I am odd man out in this group, never mind that too much sit back and watch them agree on most everything.
Never do I mind it too much even last year which was a seminal year if such a thing exists - turned 35 and normally I don't care about numbers - numbers mean nothing but last year found me in a crisis of paths and love and I put on a jacket and tie ben's pale blue tie matches my eyes you know I looked quite sassy for the celebration my celebration but the night fizzled into N telling me I'm cold and perhaps manly how could a woman feel that way about sex like it's just an event something fun there for the taking. how could a woman not want babies married to Ben and not want his babies. how could a woman orgasm just thinking about ben's touch on my arm or some days anyone's touch on my arm not that I want that but it is a physiological fact of life.
How can you be you and not us? was it the tie I wonder or my relationship with the truth me and truth Strutting out there.

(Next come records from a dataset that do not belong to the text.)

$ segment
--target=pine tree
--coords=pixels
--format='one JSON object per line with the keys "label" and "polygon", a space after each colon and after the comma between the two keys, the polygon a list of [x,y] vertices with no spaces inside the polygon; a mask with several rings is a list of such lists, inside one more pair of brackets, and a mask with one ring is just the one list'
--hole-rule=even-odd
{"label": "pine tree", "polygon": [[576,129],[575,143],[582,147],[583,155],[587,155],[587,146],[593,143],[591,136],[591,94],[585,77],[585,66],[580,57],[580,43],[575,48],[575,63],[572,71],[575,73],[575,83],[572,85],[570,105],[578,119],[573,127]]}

Me and th truth odering my drink back then it was still tequila and coke bit of lime squeezed in.
this year I might skip that scene go out to PIX with ben drink Pernod lap up the Parisian vibe. start a new tradition.
or maybe I'll dress up go out with the girls like always and there I will be again surprised to find myself one next to two. deliciously odd like the blue cheese truffles at Pix that no one else liked they melt like butter such a shocking combination I can't get enough.
yes I guess I never do mind it too much. truth be told.